“Barbaric”, “despicable”, “intolerable”. These are the words of the French political class to put into perspective British writer Salman Rushdie’s aggression on Friday, August 12 in upstate New York. The author of The Satanic Verses had been the target of a fatwa by the Iranian Ayatollah Rouhollah Khomeini for over thirty years.
British Prime Minister Boris Johnson said on Twitter “appalled that Sir Salman Rushdie has been stabbed while exercising a right we should never stop defending,” referring to freedom of expression.
Appalled that Sir Salman Rushdie has been stabilized while exercising a right we should never stop defending.
My thoughts are now with his loved ones. We all hope he is doing well.
— Boris Johnson (@BorisJohnson) August 12, 2022
On the French side, Emmanuel Macron also reacted on Friday evening. “For 33 years, Salman Rushdie has embodied freedom and the fight against obscurantism,” the president wrote on Twitter. “Hate and barbarism just hit him cowardly. His fight is ours, more universal. Today, more than ever, we are at his side.”

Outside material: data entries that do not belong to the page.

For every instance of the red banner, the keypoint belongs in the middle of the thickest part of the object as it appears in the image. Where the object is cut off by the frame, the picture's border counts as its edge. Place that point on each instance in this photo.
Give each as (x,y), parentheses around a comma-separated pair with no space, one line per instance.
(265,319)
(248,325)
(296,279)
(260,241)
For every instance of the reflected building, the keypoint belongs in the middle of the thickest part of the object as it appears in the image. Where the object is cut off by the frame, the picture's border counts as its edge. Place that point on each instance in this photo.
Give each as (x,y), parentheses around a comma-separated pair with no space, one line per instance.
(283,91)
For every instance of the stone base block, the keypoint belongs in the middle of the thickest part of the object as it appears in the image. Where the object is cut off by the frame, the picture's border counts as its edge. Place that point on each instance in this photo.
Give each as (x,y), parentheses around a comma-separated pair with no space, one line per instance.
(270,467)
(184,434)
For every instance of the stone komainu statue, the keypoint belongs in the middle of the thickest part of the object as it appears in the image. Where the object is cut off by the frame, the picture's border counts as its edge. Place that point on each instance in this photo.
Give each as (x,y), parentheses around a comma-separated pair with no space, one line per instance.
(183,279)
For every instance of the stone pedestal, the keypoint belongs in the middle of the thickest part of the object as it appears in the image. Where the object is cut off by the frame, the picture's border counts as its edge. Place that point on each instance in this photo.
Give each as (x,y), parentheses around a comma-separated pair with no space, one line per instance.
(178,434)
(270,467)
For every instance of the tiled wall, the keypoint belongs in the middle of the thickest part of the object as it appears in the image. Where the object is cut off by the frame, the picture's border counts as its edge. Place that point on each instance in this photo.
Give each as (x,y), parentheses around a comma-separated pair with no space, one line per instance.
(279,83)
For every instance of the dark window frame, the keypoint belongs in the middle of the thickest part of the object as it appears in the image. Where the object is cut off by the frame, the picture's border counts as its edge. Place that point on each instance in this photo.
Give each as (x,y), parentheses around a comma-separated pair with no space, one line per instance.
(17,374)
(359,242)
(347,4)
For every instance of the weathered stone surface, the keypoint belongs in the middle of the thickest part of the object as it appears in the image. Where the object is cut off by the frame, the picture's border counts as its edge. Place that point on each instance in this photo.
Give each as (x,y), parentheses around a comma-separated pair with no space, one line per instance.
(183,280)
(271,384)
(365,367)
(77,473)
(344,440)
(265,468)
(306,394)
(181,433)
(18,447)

For 33 years, Salman Rushdie has embodied freedom and the fight against obscurantism. Hatred and barbarism have just hit him cowardly. His struggle is ours, universal. Today, more than ever, we stand by his side.
— Emmanuel Macron (@EmmanuelMacron) August 12, 2022
Within the government, Minister of Culture Rima Abdul Malak denounced a “barbaric act” on Twitter and praised “33 years of courage”. National Education Minister Pap Ndiaye hailed a writer as “a symbol of freedom and scholarship that no Islamist obscurantism will stop.”
All my thoughts to Salman Rushdie after this barbaric act. 33 years threat. 33 years of courage to defend the right to disrespect and satire, “weapons of liberty against tyranny”. Freedom of thought, conscience and expression must remain a daily struggle.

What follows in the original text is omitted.